Il percorso verso il partito unico, coagulante in nome della conservazione, è fatto anche di questo, della definitiva condanna del pacifismo come screditato residuo dell’epoca delle ideologie e delle appartenenze, che si combina con l’entusiastica integrazione tra i valori di regime del pensiero forte della destra, autoritarismo, nazionalismo, potenza e prepotenza, insieme alla colpevolizzazione della resistenza, all’erosione dei principi costituzionali e alla privatizzazione della Carta, grazie anche a un presidenzialismo strisciante e a uno svuotamento del parlamentarismo.

Si, una volta sembrava un po’ patetico, un po’ ridicolo che un  popolo considerato inaffidabile, sleale, codardo e antropologicamente pigro, a detta perfino dei suoi inopportuni governanti, scegliesse per festeggiare la repubblica – nata dalla sua fase epica, dal suo affrancamento eroico, la Resistenza – una parata militare, coi soldati impennacchiati, le divise da operetta, i medaglieri conquistati chissà dove, a dimostrazione che ci piacciono i travestimenti, forse anche quelli usati nelle cene eleganti?, la teatralità, le marcette, gli squilli di tromba che tanto l’Italia non si desta facilmente.

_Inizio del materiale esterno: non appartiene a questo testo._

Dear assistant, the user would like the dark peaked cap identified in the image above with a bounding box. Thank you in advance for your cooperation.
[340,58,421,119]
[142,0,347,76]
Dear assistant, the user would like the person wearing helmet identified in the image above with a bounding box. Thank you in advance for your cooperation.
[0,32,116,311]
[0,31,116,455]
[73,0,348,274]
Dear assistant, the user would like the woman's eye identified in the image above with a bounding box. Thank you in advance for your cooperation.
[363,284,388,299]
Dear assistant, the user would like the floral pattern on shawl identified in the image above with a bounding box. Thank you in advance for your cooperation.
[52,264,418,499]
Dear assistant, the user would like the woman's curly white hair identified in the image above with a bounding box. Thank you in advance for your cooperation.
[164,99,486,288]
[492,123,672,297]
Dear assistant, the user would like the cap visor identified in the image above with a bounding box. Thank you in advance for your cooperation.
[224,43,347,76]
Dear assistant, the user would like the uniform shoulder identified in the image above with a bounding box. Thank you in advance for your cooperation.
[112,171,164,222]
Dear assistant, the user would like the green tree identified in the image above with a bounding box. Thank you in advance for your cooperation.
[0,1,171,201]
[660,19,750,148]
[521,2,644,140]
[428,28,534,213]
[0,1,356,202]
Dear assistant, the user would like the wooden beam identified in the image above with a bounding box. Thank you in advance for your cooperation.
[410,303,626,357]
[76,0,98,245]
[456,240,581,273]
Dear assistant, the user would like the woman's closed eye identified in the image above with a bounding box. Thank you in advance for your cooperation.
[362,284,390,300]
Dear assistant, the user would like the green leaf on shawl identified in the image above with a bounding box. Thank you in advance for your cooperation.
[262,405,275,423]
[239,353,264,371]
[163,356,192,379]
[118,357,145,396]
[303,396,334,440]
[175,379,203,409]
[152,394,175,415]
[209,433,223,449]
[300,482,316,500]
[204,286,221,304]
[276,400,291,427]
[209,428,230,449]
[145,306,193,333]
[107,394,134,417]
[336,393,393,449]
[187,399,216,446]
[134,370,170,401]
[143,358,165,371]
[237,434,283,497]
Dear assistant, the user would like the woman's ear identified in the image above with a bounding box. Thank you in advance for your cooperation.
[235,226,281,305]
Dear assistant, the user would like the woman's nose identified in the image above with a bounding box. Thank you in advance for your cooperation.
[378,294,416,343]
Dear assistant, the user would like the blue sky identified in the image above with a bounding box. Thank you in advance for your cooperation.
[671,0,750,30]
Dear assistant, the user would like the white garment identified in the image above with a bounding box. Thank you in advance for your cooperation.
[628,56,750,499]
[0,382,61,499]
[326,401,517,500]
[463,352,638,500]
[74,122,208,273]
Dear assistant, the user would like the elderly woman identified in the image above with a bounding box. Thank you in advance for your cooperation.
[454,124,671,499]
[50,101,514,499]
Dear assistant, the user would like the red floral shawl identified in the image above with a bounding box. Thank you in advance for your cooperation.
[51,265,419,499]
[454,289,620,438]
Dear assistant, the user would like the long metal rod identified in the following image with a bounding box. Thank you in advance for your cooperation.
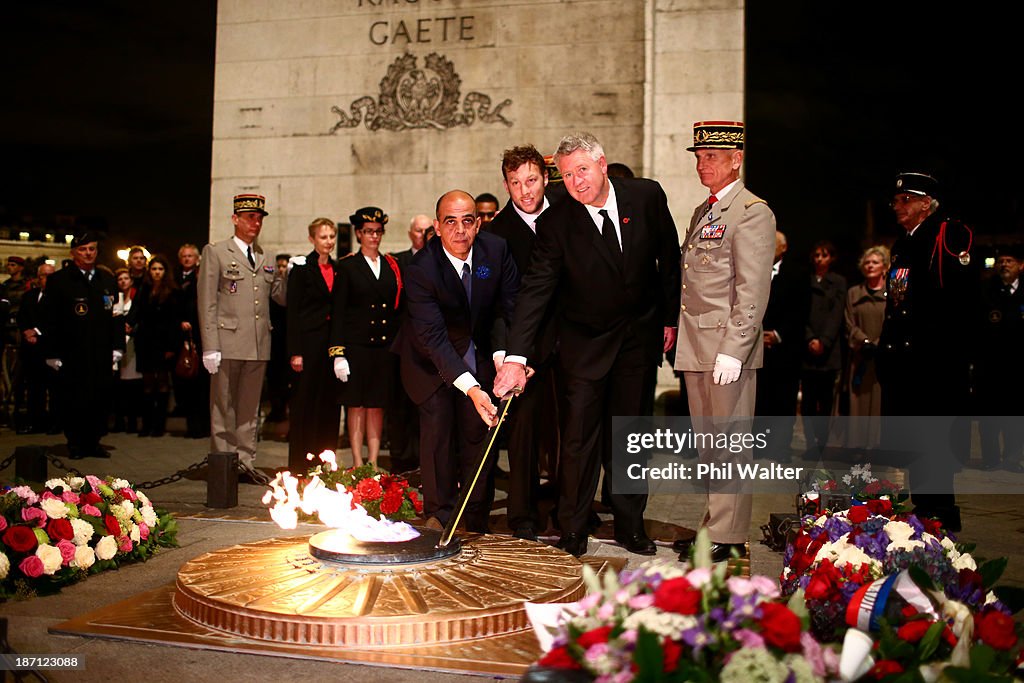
[437,394,516,548]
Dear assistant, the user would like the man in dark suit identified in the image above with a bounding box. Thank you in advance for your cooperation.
[40,232,125,459]
[16,262,56,434]
[494,132,681,557]
[754,230,809,461]
[174,243,210,438]
[487,144,561,541]
[386,213,432,473]
[392,190,519,533]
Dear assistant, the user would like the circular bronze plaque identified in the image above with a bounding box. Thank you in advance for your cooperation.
[173,534,585,648]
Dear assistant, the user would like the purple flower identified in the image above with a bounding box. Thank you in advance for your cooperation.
[852,528,890,559]
[680,626,716,655]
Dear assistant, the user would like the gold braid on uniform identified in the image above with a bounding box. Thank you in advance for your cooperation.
[745,199,768,209]
[328,346,346,358]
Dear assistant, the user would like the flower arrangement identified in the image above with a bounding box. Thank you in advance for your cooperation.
[528,530,838,682]
[799,464,907,516]
[781,504,994,644]
[1,475,178,601]
[836,566,1024,681]
[277,451,422,523]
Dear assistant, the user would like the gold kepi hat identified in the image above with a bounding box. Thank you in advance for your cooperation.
[686,120,744,151]
[233,193,268,215]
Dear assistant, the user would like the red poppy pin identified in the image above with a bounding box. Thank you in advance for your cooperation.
[622,217,630,224]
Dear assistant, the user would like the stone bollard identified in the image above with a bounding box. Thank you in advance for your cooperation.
[14,445,48,483]
[206,452,239,508]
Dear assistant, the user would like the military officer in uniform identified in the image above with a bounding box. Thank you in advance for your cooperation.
[198,194,275,484]
[878,172,973,531]
[672,121,776,562]
[40,232,125,459]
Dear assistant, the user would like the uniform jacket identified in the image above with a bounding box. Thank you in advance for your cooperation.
[507,177,681,380]
[197,237,273,361]
[39,266,125,373]
[286,250,338,361]
[391,230,518,405]
[329,251,401,352]
[675,181,775,371]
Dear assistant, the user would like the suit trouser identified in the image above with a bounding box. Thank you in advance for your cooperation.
[683,370,755,544]
[210,359,266,468]
[559,340,651,538]
[506,363,560,531]
[418,383,490,530]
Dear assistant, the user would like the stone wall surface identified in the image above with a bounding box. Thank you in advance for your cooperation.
[211,0,744,261]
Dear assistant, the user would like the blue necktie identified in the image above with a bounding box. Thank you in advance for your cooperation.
[461,263,476,373]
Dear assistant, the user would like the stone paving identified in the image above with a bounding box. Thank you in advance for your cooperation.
[2,413,1022,682]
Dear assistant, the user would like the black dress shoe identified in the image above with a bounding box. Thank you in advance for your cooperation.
[556,533,588,558]
[615,532,657,556]
[707,542,746,563]
[513,526,538,541]
[672,537,695,553]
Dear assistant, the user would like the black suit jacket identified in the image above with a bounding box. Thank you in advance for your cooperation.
[507,177,680,379]
[487,198,560,363]
[762,257,810,369]
[287,250,338,361]
[391,230,519,405]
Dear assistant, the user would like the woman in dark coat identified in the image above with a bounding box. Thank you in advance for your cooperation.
[285,217,342,474]
[127,254,183,437]
[330,207,401,468]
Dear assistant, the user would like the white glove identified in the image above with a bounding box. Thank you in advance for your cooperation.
[203,350,222,375]
[112,350,123,364]
[287,255,306,272]
[46,358,62,371]
[334,357,350,382]
[712,353,742,385]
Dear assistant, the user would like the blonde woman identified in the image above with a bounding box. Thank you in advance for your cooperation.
[845,245,889,448]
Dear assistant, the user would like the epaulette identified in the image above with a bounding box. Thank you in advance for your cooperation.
[745,198,768,209]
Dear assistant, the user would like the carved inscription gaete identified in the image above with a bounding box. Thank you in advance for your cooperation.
[328,53,512,133]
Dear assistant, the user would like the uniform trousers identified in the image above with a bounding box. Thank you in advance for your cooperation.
[683,370,755,544]
[210,358,266,467]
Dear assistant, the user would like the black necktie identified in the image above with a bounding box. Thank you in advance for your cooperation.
[461,263,476,373]
[247,246,255,269]
[598,209,622,267]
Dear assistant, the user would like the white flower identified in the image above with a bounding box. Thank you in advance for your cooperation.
[884,521,914,543]
[68,476,86,491]
[842,474,852,486]
[95,535,118,560]
[120,500,135,516]
[0,552,9,580]
[984,590,998,606]
[952,553,977,571]
[836,544,874,568]
[137,491,151,507]
[36,544,63,575]
[140,505,158,527]
[621,607,696,638]
[129,523,141,544]
[70,518,94,546]
[110,478,131,490]
[72,545,96,569]
[40,497,69,519]
[45,478,67,490]
[887,539,925,553]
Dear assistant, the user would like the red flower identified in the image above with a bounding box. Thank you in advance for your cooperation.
[577,625,613,649]
[80,492,102,505]
[653,577,702,615]
[870,660,904,678]
[661,638,682,672]
[104,515,121,536]
[866,498,893,516]
[2,525,39,553]
[47,518,75,542]
[18,554,45,578]
[975,610,1018,651]
[921,517,943,536]
[408,489,423,513]
[380,488,403,516]
[958,568,983,591]
[538,646,580,669]
[759,603,802,652]
[896,619,933,643]
[356,478,384,502]
[847,505,870,524]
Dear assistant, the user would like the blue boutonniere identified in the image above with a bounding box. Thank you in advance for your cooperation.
[474,265,491,280]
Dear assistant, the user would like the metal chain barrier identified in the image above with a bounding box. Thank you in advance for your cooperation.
[0,452,15,472]
[43,453,83,478]
[134,455,209,490]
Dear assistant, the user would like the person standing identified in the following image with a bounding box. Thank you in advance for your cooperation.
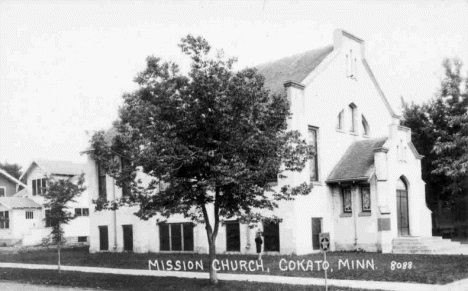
[255,231,263,260]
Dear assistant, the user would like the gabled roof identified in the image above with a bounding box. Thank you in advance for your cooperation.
[0,169,26,187]
[0,197,42,209]
[13,188,29,197]
[327,137,388,183]
[19,159,85,181]
[256,45,334,96]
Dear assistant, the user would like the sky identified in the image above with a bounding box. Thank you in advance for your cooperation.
[1,0,467,169]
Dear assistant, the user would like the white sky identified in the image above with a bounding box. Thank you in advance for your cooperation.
[1,0,467,169]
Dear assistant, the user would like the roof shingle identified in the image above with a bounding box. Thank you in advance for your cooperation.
[327,137,388,183]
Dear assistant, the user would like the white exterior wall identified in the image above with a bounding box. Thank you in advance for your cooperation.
[86,30,432,255]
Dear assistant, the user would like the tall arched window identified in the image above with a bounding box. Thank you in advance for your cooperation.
[362,115,369,136]
[396,177,410,236]
[336,110,344,130]
[349,103,357,133]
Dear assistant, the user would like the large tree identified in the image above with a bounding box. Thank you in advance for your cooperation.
[402,58,468,208]
[90,35,313,284]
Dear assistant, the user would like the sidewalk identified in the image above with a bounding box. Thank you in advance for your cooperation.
[0,262,465,291]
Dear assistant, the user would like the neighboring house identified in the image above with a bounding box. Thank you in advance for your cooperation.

Oggi suona stonata, forse perché c’è poco da celebrare una Repubblica impoverita dei suoi principi democratici, avvilita dalla corruzione  e ferita dall’illegalità. E c’è poco da festeggiare la memoria di una pace conquistata dai nostri padri e dai nostri nonni, una pace che doveva essere fatta non solo del silenzio dei cannoni e degli stivali sul selciato, ma di uguaglianza, solidarietà, istruzione, lavoro, armonia, libertà. Mentre invece è stata dichiarata una guerra. Destati Italia.